Das kann man nicht allgemein beantworten. Man müsste genau wissen, wie viele Leute abseits der Piste unterwegs sind. Aber tatsächlich gibt es eine grosse Zunahme der Menschen, welche diese Sportarten ausüben. Skitouren und Freeriden boomen. Auf der anderen Seite sieht man, dass die Unfallzahlen relativ konstant bleiben, es gibt keine Zunahme. Im Umkehrschluss bedeutet das, dass viele Menschen doch sehr vernünftig unterwegs sind und die Gefahren oft richtig einschätzen.
Ab welcher Lawinengefahrenstufe raten Sie von Aktivitäten abseits der Piste ab?
Auch hier kann ich keine allgemeingültige Antwort geben. Es kommt darauf an, wie sattelfest man in der Beurteilung der Lawinengefahr ist. Man muss sich mit der Auslaufzone der Lawine auseinandersetzen und mit der Beurteilung der gefährlichen Steilhänge auskennen. Diese Kenntnisse braucht man aber auch, wenn die Lawinengefahrenstufen zwei oder drei gelten. Und: Man sollte trotz dieser Kenntnisse vorsichtig unterwegs sein. Abschliessend gilt: Je höher die Gefahrenstufe, desto eingeschränkter ist man mit den vertretbaren Aktivitäten.
Wann gab es in der Schweiz die letzte Lawine auf einer Piste?

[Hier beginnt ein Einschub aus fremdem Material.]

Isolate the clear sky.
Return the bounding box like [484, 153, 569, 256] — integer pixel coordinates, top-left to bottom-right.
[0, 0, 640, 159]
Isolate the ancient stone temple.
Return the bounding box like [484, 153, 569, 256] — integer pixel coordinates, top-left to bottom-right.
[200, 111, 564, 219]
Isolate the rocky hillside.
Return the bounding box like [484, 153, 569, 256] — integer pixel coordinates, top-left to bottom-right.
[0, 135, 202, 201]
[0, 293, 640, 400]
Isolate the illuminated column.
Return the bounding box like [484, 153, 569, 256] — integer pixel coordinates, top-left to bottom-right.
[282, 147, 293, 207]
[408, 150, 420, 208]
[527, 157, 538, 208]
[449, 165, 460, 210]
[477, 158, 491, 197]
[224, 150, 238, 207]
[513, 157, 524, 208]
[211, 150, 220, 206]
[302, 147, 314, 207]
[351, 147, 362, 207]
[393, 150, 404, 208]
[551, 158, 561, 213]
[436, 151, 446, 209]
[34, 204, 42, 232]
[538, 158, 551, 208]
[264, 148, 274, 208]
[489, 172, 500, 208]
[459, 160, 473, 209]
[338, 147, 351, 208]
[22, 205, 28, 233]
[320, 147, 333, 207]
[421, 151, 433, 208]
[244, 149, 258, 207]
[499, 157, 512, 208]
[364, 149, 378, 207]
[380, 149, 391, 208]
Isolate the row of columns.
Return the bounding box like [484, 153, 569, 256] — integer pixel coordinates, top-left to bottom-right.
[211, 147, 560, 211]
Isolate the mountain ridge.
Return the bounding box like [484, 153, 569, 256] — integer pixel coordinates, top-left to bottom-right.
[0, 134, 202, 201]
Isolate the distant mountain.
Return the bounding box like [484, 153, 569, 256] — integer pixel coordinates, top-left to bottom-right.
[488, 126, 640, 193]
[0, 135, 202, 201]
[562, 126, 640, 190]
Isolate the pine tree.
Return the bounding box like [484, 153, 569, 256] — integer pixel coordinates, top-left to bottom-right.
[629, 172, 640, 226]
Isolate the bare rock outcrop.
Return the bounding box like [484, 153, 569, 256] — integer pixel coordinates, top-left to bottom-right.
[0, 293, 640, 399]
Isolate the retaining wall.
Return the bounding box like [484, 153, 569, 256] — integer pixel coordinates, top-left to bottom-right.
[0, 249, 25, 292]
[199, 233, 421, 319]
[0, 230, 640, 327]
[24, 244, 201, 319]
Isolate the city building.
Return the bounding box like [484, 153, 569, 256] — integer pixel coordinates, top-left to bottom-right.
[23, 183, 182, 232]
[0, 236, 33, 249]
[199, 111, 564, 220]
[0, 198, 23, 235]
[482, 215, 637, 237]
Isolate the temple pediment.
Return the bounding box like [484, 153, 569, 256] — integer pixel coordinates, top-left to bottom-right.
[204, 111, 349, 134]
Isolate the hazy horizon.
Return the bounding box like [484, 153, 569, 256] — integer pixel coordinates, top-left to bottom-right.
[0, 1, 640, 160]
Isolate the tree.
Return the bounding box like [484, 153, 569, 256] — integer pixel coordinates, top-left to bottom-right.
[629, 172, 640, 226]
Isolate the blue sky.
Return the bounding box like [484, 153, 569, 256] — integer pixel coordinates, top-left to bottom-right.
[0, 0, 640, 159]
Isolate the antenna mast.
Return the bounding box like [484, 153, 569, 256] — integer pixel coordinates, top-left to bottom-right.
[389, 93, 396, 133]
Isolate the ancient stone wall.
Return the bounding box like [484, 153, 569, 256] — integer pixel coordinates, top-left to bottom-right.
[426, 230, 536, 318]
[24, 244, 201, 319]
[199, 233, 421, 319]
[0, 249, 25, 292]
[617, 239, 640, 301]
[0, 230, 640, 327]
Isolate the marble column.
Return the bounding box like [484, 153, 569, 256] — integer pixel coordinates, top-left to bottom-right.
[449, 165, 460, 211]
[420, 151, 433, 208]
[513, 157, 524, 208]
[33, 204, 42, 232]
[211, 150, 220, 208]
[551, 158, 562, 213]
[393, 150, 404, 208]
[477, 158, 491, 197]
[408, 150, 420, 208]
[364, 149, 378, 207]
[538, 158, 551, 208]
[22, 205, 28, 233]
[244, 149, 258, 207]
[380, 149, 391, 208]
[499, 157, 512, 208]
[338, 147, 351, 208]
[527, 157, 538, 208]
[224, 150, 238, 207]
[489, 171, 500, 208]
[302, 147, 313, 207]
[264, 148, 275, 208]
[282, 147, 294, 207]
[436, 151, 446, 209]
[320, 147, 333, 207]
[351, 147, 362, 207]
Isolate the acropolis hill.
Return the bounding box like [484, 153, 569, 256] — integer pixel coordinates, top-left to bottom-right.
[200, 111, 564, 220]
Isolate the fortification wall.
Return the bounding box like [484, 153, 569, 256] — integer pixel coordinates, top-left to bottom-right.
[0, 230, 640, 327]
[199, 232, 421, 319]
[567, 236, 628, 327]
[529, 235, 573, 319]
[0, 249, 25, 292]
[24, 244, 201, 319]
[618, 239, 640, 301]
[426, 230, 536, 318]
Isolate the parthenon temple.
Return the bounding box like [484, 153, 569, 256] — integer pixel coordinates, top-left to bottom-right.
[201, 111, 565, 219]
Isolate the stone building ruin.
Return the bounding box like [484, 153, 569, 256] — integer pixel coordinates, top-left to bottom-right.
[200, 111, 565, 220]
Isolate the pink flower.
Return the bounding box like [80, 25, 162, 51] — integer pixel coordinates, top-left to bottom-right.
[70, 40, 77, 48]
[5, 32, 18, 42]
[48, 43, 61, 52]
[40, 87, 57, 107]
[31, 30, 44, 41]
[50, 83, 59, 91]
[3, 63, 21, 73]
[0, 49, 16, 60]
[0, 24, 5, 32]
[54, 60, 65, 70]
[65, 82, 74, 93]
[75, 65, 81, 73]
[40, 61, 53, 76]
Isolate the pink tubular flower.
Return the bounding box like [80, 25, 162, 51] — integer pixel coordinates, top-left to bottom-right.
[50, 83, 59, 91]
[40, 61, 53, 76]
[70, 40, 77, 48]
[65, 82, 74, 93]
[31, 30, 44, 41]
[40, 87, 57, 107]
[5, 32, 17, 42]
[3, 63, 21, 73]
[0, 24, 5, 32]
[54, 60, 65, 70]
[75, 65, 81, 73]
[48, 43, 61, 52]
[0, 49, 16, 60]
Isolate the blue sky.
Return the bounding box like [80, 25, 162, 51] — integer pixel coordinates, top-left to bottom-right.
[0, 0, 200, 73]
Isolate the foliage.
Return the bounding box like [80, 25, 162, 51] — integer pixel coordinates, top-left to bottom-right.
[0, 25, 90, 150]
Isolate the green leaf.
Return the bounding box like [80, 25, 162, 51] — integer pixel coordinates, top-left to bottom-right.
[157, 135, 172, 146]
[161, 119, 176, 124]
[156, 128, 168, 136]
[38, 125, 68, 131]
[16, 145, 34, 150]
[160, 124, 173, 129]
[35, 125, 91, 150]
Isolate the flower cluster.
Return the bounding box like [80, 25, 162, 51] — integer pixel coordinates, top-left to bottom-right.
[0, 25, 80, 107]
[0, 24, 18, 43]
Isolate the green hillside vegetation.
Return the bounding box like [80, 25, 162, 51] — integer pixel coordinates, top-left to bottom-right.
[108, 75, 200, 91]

Die Lawine in Zermatt war neben der Piste, das ist sehr wichtig bei dieser Diskussion. Die Schweizer Skigebiete betreiben einen enormen Aufwand, die Gebiete zu sichern, mit den Lawinensprengungen. In aller Regel funktioniert das. Es ist höchst selten, dass es auf der Piste zu Lawinenunfällen kommt. Tragischerweise gab es aber genau einen solchen Fall diesen Winter in Saas-Fee auf einer Piste.
Etwa in den USA werden in den Skigebieten grossflächiger die Lawinen gesprengt. Muss man die Touristen in der Schweiz besser sensibilisieren?

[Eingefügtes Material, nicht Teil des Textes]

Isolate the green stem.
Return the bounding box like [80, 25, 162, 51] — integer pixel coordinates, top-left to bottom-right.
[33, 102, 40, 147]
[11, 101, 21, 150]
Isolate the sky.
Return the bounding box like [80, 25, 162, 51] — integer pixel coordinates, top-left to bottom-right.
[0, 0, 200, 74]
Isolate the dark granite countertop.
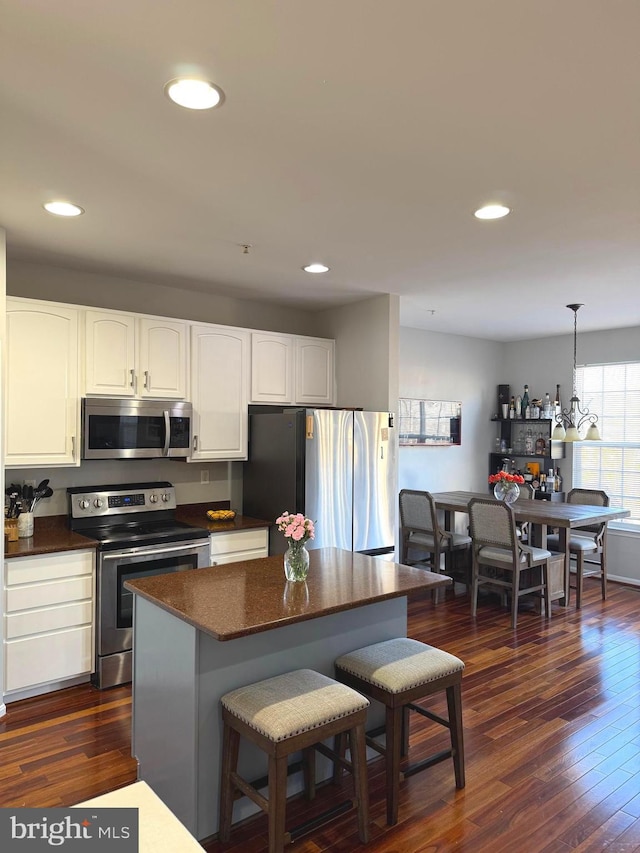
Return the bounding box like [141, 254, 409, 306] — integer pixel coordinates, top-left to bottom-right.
[4, 515, 98, 559]
[176, 501, 272, 533]
[4, 501, 270, 558]
[125, 548, 450, 640]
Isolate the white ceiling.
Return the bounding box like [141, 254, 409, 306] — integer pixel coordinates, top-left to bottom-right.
[0, 0, 640, 340]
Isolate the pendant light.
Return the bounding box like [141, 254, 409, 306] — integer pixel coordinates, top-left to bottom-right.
[551, 302, 601, 442]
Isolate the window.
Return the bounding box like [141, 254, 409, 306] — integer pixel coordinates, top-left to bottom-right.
[573, 362, 640, 530]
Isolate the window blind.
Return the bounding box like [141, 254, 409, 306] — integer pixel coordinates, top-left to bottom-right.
[573, 362, 640, 529]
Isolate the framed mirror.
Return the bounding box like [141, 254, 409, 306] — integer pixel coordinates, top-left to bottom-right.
[398, 397, 462, 447]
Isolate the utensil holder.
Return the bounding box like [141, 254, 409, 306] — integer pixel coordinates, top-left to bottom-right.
[17, 512, 33, 539]
[4, 518, 18, 542]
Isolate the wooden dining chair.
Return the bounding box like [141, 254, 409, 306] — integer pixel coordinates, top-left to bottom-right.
[469, 498, 564, 628]
[547, 489, 609, 610]
[516, 483, 535, 542]
[400, 489, 471, 583]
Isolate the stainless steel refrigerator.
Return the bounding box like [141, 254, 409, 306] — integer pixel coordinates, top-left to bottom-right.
[242, 409, 397, 554]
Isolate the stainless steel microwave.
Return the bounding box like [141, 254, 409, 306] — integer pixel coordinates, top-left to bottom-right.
[82, 397, 193, 459]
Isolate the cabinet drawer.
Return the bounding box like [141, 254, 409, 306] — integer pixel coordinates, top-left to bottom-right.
[5, 551, 94, 586]
[211, 527, 268, 563]
[211, 548, 268, 566]
[4, 625, 93, 691]
[6, 575, 93, 613]
[5, 601, 93, 640]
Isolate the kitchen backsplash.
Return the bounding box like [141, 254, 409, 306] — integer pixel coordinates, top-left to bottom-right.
[5, 459, 242, 517]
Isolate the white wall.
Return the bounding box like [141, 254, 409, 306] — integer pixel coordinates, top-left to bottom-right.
[317, 294, 400, 412]
[398, 327, 504, 492]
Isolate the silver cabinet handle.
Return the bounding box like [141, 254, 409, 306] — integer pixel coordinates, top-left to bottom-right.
[162, 409, 171, 456]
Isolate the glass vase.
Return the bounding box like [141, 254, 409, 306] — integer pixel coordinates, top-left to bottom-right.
[284, 542, 309, 581]
[493, 480, 520, 504]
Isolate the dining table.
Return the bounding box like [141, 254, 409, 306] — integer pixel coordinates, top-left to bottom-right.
[432, 491, 630, 606]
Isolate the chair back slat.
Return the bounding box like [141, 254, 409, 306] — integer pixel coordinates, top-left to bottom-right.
[469, 498, 517, 550]
[567, 489, 609, 534]
[400, 489, 437, 533]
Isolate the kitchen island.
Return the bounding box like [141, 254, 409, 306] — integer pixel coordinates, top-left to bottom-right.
[125, 548, 450, 840]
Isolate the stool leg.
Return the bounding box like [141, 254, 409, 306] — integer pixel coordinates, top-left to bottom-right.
[576, 551, 584, 610]
[333, 732, 347, 785]
[447, 683, 464, 788]
[302, 746, 316, 800]
[401, 705, 410, 758]
[218, 723, 240, 841]
[349, 723, 369, 844]
[267, 755, 287, 853]
[386, 706, 404, 826]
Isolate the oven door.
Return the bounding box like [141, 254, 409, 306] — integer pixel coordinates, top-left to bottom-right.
[96, 539, 211, 658]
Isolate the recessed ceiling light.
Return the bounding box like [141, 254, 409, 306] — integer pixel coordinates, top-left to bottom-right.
[42, 201, 84, 216]
[302, 264, 329, 272]
[164, 77, 224, 110]
[473, 204, 511, 219]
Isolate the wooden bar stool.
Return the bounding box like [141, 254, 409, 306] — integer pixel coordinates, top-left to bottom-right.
[219, 669, 369, 853]
[336, 637, 464, 826]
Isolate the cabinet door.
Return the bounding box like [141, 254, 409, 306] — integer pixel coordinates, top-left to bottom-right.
[251, 332, 293, 403]
[85, 311, 135, 397]
[295, 338, 335, 406]
[5, 299, 80, 467]
[138, 317, 187, 400]
[190, 326, 249, 462]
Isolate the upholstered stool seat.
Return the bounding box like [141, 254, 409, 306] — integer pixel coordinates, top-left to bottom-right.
[219, 669, 369, 853]
[335, 637, 465, 825]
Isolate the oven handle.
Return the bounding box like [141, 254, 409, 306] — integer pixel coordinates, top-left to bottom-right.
[162, 409, 171, 456]
[100, 539, 208, 561]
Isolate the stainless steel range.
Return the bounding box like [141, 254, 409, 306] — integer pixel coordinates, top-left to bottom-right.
[67, 482, 210, 688]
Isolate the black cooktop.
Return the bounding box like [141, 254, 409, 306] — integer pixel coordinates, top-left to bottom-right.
[82, 521, 209, 551]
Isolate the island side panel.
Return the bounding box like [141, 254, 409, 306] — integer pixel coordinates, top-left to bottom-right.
[131, 595, 198, 834]
[196, 597, 407, 840]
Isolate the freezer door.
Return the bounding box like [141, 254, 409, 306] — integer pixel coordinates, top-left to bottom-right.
[353, 412, 397, 551]
[305, 409, 353, 551]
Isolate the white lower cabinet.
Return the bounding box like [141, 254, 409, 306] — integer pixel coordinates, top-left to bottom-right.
[4, 550, 95, 698]
[211, 527, 269, 566]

In den USA werden ganze Gebiete vor Lawinen gesichert, auch die Teile zwischen den präparierten Pisten. Das macht man in Europa nicht, denn die Skigebiete in den Alpen sind deutlich grösser als jene in Nordamerika. Das Vorgehen aus den USA wäre in Europa nicht möglich, der Aufwand wäre zu gross. Meiner Meinung nach wäre es auch nicht sinnvoll. Die Menschen sollten die Eigenverantwortung kennen und wahrnehmen und wissen: Wenn man die Piste verlässt, muss man die Gefahr selbst beurteilen.
Welchen Rat geben Sie den Schneesportlerinnen und -sportlern mit auf den Weg?

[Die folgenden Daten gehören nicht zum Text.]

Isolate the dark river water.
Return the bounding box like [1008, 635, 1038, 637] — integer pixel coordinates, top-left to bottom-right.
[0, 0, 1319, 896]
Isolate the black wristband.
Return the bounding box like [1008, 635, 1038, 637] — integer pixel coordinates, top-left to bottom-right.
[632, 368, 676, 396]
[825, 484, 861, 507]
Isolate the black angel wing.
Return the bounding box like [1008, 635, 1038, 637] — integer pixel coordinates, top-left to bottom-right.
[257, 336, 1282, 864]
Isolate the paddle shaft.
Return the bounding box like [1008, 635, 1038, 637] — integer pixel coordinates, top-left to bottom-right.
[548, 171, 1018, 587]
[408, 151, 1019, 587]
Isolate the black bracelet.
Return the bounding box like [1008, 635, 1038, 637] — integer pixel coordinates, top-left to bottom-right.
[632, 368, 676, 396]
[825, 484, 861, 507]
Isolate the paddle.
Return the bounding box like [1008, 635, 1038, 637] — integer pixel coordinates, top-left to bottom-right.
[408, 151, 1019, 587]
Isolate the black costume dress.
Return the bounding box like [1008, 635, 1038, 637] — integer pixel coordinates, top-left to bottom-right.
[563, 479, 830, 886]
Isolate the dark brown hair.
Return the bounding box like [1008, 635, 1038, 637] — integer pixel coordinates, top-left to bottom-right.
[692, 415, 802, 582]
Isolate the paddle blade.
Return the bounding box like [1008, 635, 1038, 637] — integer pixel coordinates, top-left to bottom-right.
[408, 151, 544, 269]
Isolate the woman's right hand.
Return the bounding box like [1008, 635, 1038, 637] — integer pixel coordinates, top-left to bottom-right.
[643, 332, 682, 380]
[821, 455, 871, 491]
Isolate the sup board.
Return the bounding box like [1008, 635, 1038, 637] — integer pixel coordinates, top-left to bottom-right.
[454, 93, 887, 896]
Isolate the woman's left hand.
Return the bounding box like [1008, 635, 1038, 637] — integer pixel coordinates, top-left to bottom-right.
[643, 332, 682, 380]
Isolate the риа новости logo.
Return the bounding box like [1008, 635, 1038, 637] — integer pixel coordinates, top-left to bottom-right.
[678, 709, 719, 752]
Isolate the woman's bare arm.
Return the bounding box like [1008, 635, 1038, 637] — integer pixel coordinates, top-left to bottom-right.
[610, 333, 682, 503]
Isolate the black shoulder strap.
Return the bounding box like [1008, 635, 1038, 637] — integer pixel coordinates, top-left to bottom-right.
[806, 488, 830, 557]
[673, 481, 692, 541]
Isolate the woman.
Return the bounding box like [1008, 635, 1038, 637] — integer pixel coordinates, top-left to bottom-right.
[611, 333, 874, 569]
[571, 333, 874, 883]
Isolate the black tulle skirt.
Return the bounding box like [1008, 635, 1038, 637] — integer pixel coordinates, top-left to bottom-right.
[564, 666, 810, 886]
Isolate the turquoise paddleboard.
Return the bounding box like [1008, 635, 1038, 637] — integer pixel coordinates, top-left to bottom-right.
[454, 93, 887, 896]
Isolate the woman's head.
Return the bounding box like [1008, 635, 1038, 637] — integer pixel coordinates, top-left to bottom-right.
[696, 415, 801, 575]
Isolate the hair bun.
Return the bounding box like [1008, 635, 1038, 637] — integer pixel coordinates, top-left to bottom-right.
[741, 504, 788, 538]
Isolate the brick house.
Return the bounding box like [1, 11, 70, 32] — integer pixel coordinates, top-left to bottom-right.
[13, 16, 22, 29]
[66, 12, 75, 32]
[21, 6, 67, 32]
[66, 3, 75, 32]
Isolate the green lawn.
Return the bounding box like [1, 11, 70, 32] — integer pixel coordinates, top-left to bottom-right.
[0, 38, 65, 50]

Wenn man von einer Lawine erfasst wird, ist das immer eine lebensbedrohliche Situation. Deswegen ist es wichtig, dass man sich präventiv sehr gut informiert und sich so verhält, dass man nie eine Lawine auslöst oder in eine hineingerät. Wenn man Schneesportarten macht, sollte man sich gut über die Gefahren informieren, etwa in einem Lawinenkurs und sicherlich auch das aktuelle Lawinenbulletin konsultieren.
Damit ist eigentlich alles gesagt zu diesem tragischen Unfall.
Sehr löblich auch, dass er der unschönen Tendenz aus den Alpen eine Art "Berg-Disneyland" zu machen (so wie teilweise in Nordamerika) eine klare Absage erteilt.
Wer sich neben der gesicherten Piste aufhält, hat eine Holschuld und steht zu 100% in Eigenverantwortung.
Es wäre der komplett falsche Weg, wenn wir anfangen Variantenhänge, welche keine offiziellen Pisten sind, ebenfalls zu sprengen und "Achtung Gefahr" -Schilder im alpinen Raum aufstellen.
Fazit: Man bleibt auf der Piste. Und wer abseits der Piste fährt, ist selber für die Konsequenzen und Kosten verantwortlich.